Five years ago, in May 2014, President Xi Jinping took the United States aback when, at a regional conference held in Shanghai, he proposed the idea of “Asia for Asians” where security matters were concerned.
Calling for new regional security architecture, the Chinese leader asserted: “It is for the people of Asia to run the affairs of Asia, to solve the problems of Asia and uphold the security of Asia. The people of Asia have the capability and wisdom to achieve peace and stability in the region through enhanced cooperation.”
President Xi made his proposal at a meeting of the Conference on Interaction and Confidence Building Measures in Asia, or Cica. When word reached Washington, American officials couldn’t believe that the Chinese leader actually meant what he had said.
After all, from the US perspective, its network of bilateral military alliances with Japan, South Korea, the Philippines, Thailand and Australia provided the regional security architecture. Did Xi want to dismantle those alliances and throw the US out of Asia?
When President Barack Obama visited China six months later, Xi assured him that China had no intention to exclude the US from Asia.
Five years later, what is the situation?
On the surface, at least, not much seems changed. But earlier this month, a think tank at the University of Sydney released a study that said the US “no longer enjoys military primacy in the Indo-Pacific and its capacity to uphold a favorable balance of power is increasingly uncertain”.
The study, “Averting Crisis: American Strategy, Military Spending and Collective Defense in the Indo-Pacific,” issued by the university’s United States Study Center, concluded that the combined effect of the ongoing wars in the Middle East, budget austerity, underinvestment in advanced military capabilities and the scale of America’s liberal order-building agenda “has left the US armed forces ill-prepared for great power competition in the Indo-Pacific”.
In fact, the study found, China could “quickly use limited force to achieve a fait accompli victory – particularly around Taiwan, the Japanese archipelago or maritime Southeast Asia – before America can respond, sowing doubt about Washington’s security guarantees in the process”.
Actually, Washington is quite aware of its diminishing power. Last year, the US issued a National Defense Strategy, which acknowledged that it was “emerging from a period of strategic atrophy, aware that our competitive military advantage has been eroding”. Marking a shift in national security priorities, it declared: “Inter-state strategic competition, not terrorism, is now the primary concern of US national security.”
Then secretary of defense James Mattis said, “Our competitive edge has eroded in every domain of warfare – air, land, sea, space and cyberspace – and it is continuing to erode.”
In congressional testimony the following month, Mattis said, “As hard as the last 16 years of war have been on our military, no enemy in the field has done as much to harm the readiness of US military than the combined impact of the Budget Control Act’s defense spending caps.”
China and Russia, meanwhile, are strengthening their military partnership.
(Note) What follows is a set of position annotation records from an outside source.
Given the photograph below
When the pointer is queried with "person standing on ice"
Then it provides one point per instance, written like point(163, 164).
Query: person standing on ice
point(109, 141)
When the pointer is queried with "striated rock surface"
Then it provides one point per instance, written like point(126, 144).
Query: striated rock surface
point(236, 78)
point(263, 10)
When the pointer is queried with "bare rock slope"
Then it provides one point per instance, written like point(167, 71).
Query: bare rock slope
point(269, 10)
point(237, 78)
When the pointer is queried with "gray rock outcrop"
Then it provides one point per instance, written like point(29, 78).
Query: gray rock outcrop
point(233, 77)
The state-owned Global Times asserted in July, after China issued a white paper on defense, that Sino-Russian military ties “safeguard global security”.
While the US now identifies China as the principal threat, it is unwilling to focus its shrinking resources on the Indo-Pacific. Instead, the National Defense Strategy says that “concurrently, the Department will sustain its efforts to deter and counter rogue regimes such as North Korea and Iran, defeat terrorist threats to the United States, and consolidate our gains in Iraq and Afghanistan while moving to a more resource-sustainable approach”.
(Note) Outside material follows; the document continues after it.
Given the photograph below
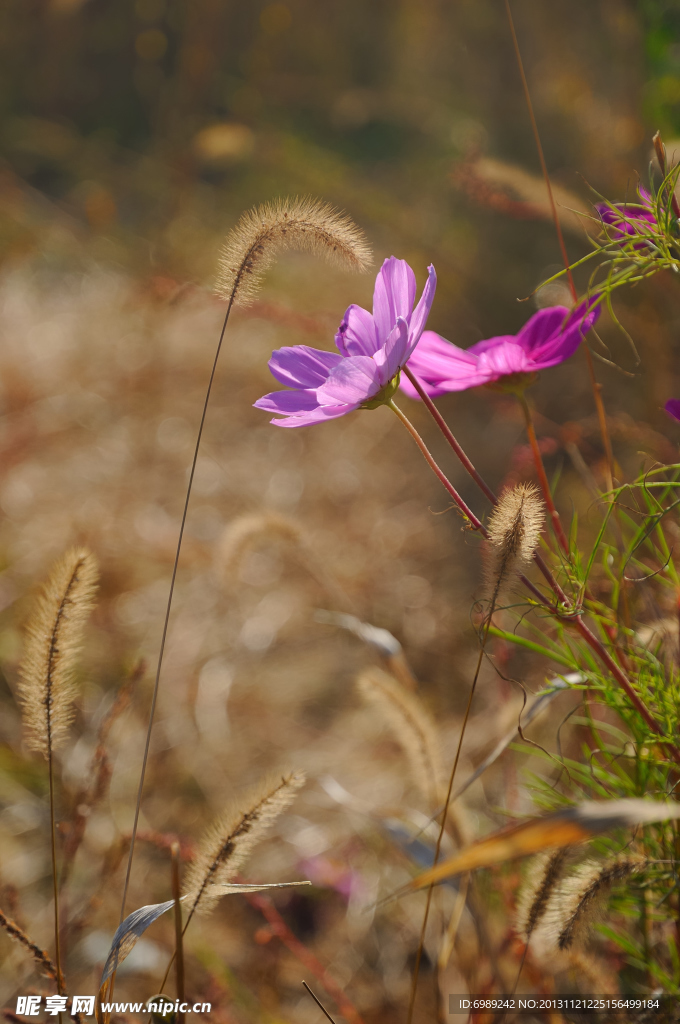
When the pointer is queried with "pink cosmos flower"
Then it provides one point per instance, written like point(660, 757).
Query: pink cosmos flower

This stubborn insistence on being the global cop, dealing with crises in every corner of the world while refusing to prioritize dwindling resources for the principal threat, namely China, is increasingly viewed by others, including American allies, as a losing approach. As the Sydney University study put it, “The result is an increasingly worrying mismatch between US strategy and resources that jeopardizes the future stability of the Indo-Pacific region.”
The likely result is that Australia and like-minded countries will increasingly feel that they won’t be able to count on the US for their security and will have to look after themselves, perhaps in conjunction with other countries in the region, with the US playing a much smaller role.
And so, “Asia for Asians” may become a reality, simply because the US would effectively have squeezed itself out of the region by not keeping its own house in order, allowing partisan bickering to dominate foreign policy and failing to understand that years of budgetary constraints on defense have consequences in real life.